RE: [sv-bc] Special characters in strings - Mantis 1507

From: Bresticker, Shalom <shalom.bresticker_at_.....>
Date: Mon May 12 2008 - 00:58:40 PDT
Here are a few more curiosities:
 
10. You can escape the quotation mark and write "\"". This is a
one-character string containing the quotation mark. The LRM defines this
for text macros, but not for string literals. For that reason, you also
have to use a double backslash if you want to end a string literal with
a backslash, otherwise it escapes the closing quotation mark.
 
11. Because the special characters like \n are really a single
character, they are only recognized if you write them together in a
single string literal. For example, if you try to concatenate two string
literals, one that ends with a backslash and one that begins with 'n',
it will stay two characters, a backslash followed by an 'n'.
 
12. In contrast to special characters like \n, %% is recognized as a
single percent character only if identified as a format string. So
$display("%%"); displays a single %, whereas $display("%s", "%%");
displays %%. Generally, unless displayed via a %s format, a string
literal in a $display may be interpreted as a format string with
everything that that implies.
 
13. What about a concatenation as a format string, e.g.,
$display({"a","b"});? Here some simulators identify it as a string and
display "ab", whereas others convert it to a numeric value and display a
number.
 
14. If you end a format string with a % symbol, $display("a%");, some
tools will print the % symbol, even though only one appears and not two,
and others issue an error that a format character is missing following
the % symbol.
 
Shalom


________________________________

	From: owner-sv-bc@server.eda.org
[mailto:owner-sv-bc@server.eda.org] On Behalf Of Bresticker, Shalom
	Sent: Sunday, May 11, 2008 2:37 PM
	To: sv-bc
	Cc: Geoffrey.Coram
	Subject: [sv-bc] Special characters in strings - Mantis 1507
	
	

	5.9 says, "Nonprinting and other special characters are preceded
with a backslash." 

	There is an example of ""Hello world\n", which is considered a
12-character string. That is, "\n" is considered a single character,
even though it takes more than 1 character to write it.
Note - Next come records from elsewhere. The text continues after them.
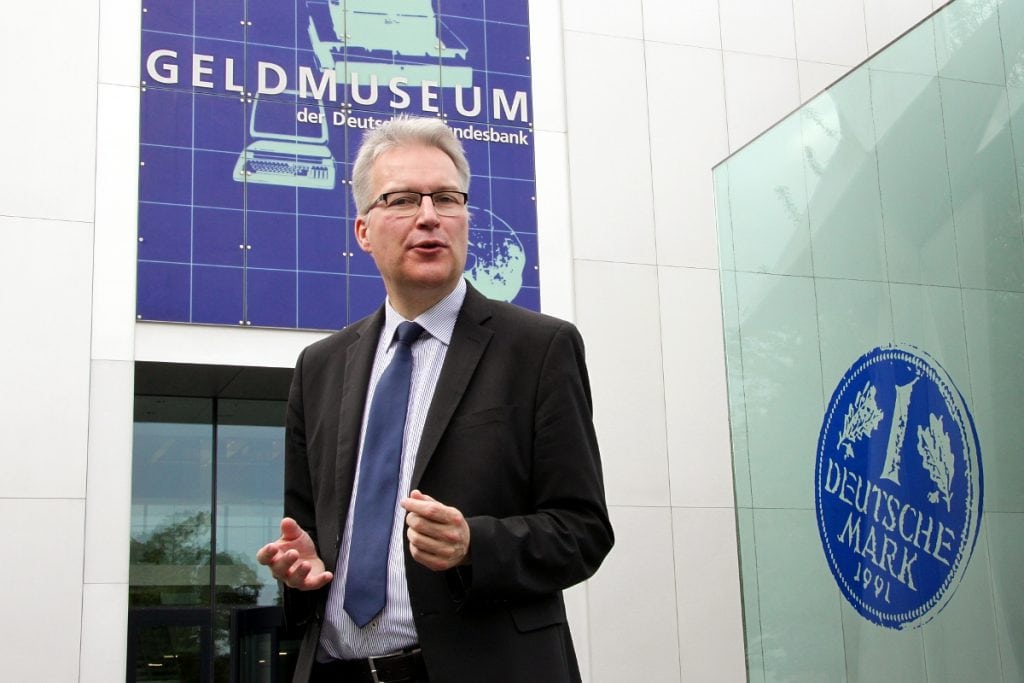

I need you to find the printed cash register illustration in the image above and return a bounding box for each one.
[232,0,473,189]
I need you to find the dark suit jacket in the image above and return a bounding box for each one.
[285,287,612,683]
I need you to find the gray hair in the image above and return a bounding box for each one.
[352,116,469,216]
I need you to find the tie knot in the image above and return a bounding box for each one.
[395,321,423,344]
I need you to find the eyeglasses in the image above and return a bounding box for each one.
[371,189,469,216]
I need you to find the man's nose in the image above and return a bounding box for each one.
[416,195,440,225]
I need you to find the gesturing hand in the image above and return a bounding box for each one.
[401,490,469,571]
[256,517,334,591]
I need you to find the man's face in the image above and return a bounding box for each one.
[355,144,469,302]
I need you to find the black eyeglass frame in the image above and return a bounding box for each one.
[370,189,469,215]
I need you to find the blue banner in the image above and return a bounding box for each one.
[136,0,540,330]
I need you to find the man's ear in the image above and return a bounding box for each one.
[354,216,374,254]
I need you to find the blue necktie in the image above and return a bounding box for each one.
[345,322,423,629]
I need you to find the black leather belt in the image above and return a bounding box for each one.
[313,647,427,683]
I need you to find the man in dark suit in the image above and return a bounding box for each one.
[257,118,612,683]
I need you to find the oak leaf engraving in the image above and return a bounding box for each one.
[918,413,954,512]
[836,382,885,458]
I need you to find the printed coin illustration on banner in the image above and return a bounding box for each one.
[814,345,983,629]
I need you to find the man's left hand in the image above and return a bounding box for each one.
[401,490,469,571]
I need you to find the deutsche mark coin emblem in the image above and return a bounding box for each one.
[814,345,982,629]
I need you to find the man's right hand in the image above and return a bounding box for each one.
[256,517,334,591]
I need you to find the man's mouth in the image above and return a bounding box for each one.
[412,240,447,251]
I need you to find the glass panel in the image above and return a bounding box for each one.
[715,0,1024,683]
[134,625,204,683]
[215,399,285,681]
[128,396,213,607]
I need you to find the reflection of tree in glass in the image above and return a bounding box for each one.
[128,511,261,681]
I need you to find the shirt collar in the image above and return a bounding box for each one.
[381,278,466,346]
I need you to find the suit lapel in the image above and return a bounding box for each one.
[412,285,494,488]
[335,307,384,565]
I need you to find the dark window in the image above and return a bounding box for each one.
[126,362,297,682]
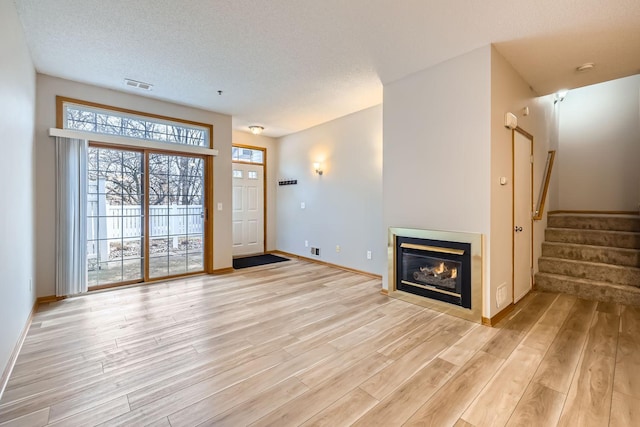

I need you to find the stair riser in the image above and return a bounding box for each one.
[545,228,640,249]
[535,276,640,306]
[547,215,640,232]
[542,243,640,267]
[538,258,640,287]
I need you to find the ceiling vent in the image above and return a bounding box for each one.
[124,79,153,90]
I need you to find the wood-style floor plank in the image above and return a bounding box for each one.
[0,260,640,427]
[559,311,620,426]
[507,383,566,427]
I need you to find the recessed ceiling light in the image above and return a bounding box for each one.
[576,62,596,73]
[124,79,153,90]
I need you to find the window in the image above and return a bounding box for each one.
[62,101,211,148]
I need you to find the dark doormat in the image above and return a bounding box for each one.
[233,254,289,270]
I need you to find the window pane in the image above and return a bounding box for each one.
[63,103,209,147]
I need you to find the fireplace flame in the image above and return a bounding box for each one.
[433,262,445,274]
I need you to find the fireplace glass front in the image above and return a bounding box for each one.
[396,237,471,308]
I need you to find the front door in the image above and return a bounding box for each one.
[512,128,533,303]
[232,163,264,256]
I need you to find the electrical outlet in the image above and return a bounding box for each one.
[496,283,507,308]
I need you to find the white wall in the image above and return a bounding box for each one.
[492,48,553,316]
[233,130,278,251]
[0,0,36,382]
[383,46,491,315]
[276,106,386,274]
[35,74,232,297]
[557,75,640,212]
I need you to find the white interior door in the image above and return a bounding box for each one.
[232,163,264,256]
[513,131,533,303]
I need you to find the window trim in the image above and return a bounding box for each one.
[56,95,213,150]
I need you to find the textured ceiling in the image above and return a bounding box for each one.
[15,0,640,136]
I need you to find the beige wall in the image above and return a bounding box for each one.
[485,48,553,316]
[0,0,36,382]
[233,130,278,251]
[35,74,232,296]
[556,75,640,212]
[383,46,492,316]
[276,105,386,274]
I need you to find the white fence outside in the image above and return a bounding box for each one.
[87,202,204,262]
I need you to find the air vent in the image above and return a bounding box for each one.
[124,79,153,90]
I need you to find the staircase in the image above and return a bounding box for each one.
[535,214,640,306]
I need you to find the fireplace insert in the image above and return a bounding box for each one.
[396,236,471,308]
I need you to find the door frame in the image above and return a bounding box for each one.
[231,144,268,253]
[511,126,534,304]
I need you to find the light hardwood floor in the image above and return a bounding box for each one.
[0,260,640,427]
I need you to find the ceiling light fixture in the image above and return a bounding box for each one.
[124,78,153,90]
[576,62,596,73]
[553,89,569,104]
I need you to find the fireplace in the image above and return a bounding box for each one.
[388,228,482,322]
[396,237,471,308]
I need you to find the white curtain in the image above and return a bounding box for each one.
[56,137,88,296]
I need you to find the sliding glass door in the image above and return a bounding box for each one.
[87,145,206,289]
[149,153,204,279]
[87,146,144,287]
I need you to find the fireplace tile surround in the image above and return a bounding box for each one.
[388,227,483,323]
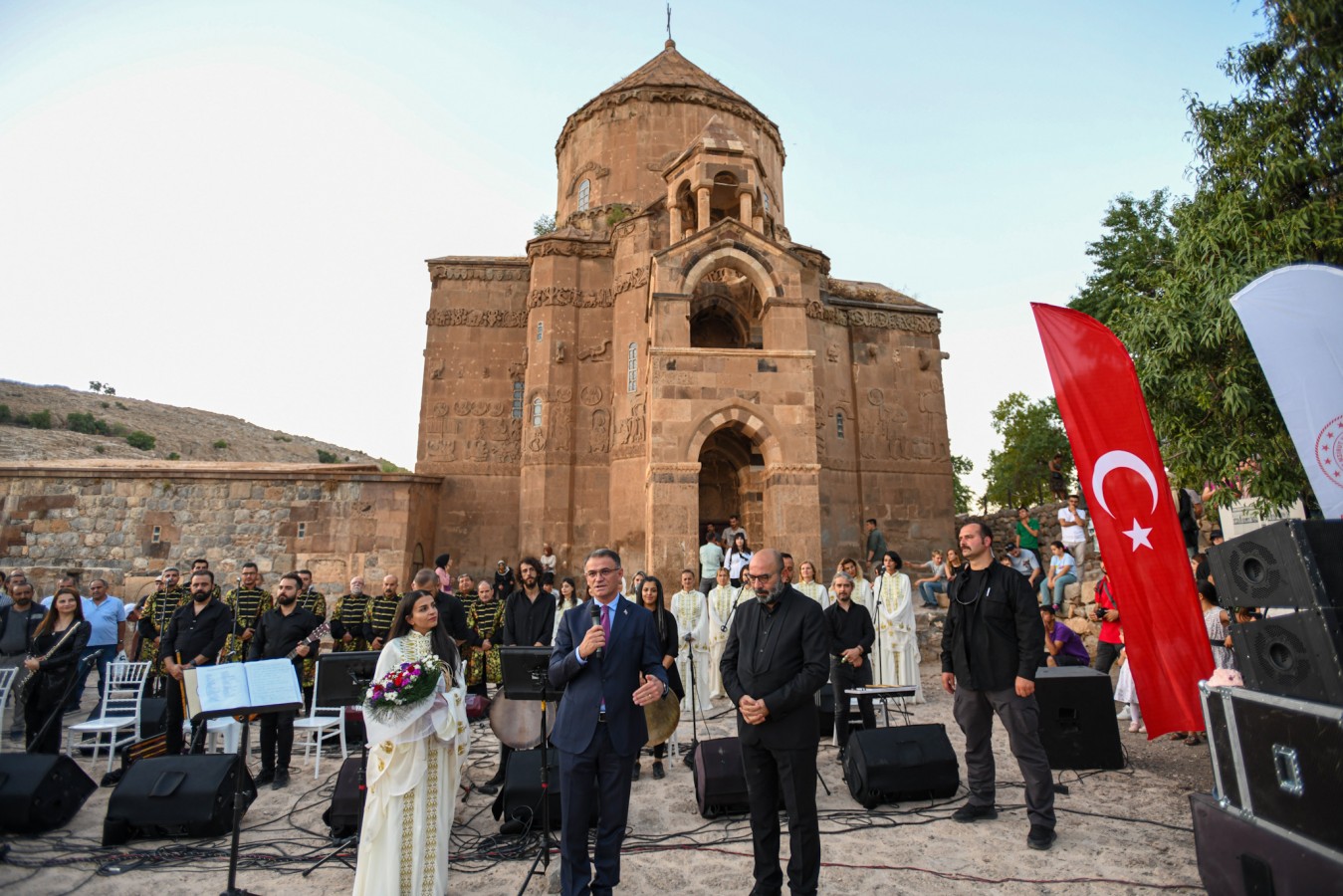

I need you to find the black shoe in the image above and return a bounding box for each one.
[951,803,1005,830]
[1026,824,1058,849]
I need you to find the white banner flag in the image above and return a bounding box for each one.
[1231,265,1343,520]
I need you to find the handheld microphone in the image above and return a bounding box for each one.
[588,597,605,660]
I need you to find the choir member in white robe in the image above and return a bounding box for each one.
[873,551,925,703]
[672,569,713,712]
[792,560,831,610]
[708,566,755,697]
[353,591,471,896]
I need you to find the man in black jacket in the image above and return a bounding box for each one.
[942,520,1054,849]
[719,549,826,896]
[158,569,234,757]
[247,572,321,789]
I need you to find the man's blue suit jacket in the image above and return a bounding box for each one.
[551,596,667,757]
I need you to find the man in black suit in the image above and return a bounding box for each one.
[720,549,828,896]
[551,549,668,896]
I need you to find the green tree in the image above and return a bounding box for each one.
[951,454,975,513]
[985,392,1073,507]
[1074,0,1343,507]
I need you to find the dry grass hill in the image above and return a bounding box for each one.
[0,380,395,469]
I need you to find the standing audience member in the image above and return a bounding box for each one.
[723,549,830,893]
[942,520,1055,849]
[23,587,90,754]
[0,575,47,740]
[823,572,877,763]
[247,572,321,789]
[161,569,234,757]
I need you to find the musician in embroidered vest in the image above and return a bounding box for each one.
[247,572,323,789]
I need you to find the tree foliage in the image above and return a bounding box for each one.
[1073,0,1343,505]
[951,454,975,513]
[985,392,1073,507]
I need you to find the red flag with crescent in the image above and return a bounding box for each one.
[1031,303,1213,739]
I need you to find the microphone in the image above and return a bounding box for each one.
[588,597,605,660]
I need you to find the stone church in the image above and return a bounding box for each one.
[416,40,954,579]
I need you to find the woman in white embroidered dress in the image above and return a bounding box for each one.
[354,591,470,896]
[873,551,925,703]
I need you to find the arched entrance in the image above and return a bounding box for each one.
[698,426,765,540]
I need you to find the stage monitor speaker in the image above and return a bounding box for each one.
[1035,666,1124,770]
[103,754,257,846]
[843,724,961,808]
[323,758,364,839]
[1208,520,1343,608]
[1231,608,1343,705]
[0,753,98,834]
[694,738,751,818]
[1189,793,1343,896]
[493,747,563,834]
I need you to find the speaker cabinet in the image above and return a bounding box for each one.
[1035,666,1124,770]
[1231,608,1343,705]
[843,726,961,808]
[0,753,98,834]
[1208,520,1343,608]
[103,755,257,846]
[694,738,751,818]
[1189,793,1343,896]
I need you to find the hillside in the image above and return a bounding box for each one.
[0,380,380,464]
	Is that true for all the characters in Table 5-1? 

	What if a backslash is followed by a character that does not
appear in Table 5-1? Is it one character or two? 20.2.1.1 says, "An
escaped character not appearing in Table 20-1 shall cause the character
to be printed by itself," but that relates to printing and not
necessarily to the literal itself.

	What about "%%"? As a display format, it has a special meaning,
to just display "%". But is it one character or two? 

	There is need for clarification in the LRM. Mantis 1507 more or
less covers this issue. 

	I started checking with four different simulators and here is
what I found. 

	1. The special characters appearing in Table 5-1 and Table 20-1
consisting of a backslash followed by a single character, are stored in
a string literal as a single character, the ASCII code corresponding to
the special character denoted. That is, "\n" is stored with the ASCII
code corresponding to Carriage Return, "\t" is stored with the ASCII
code corresponding to Tab, etc.

	2. A backslash followed by a character not appearing in those
tables is also stored as a single character, but as the ASCII code
corresponding to that character, the same as if not escaped. So, for
example, "\m" is stored as x6D, the same as "m", and "\o" is stored as
x6F, but "\n" is stored as x0A, not as x6E.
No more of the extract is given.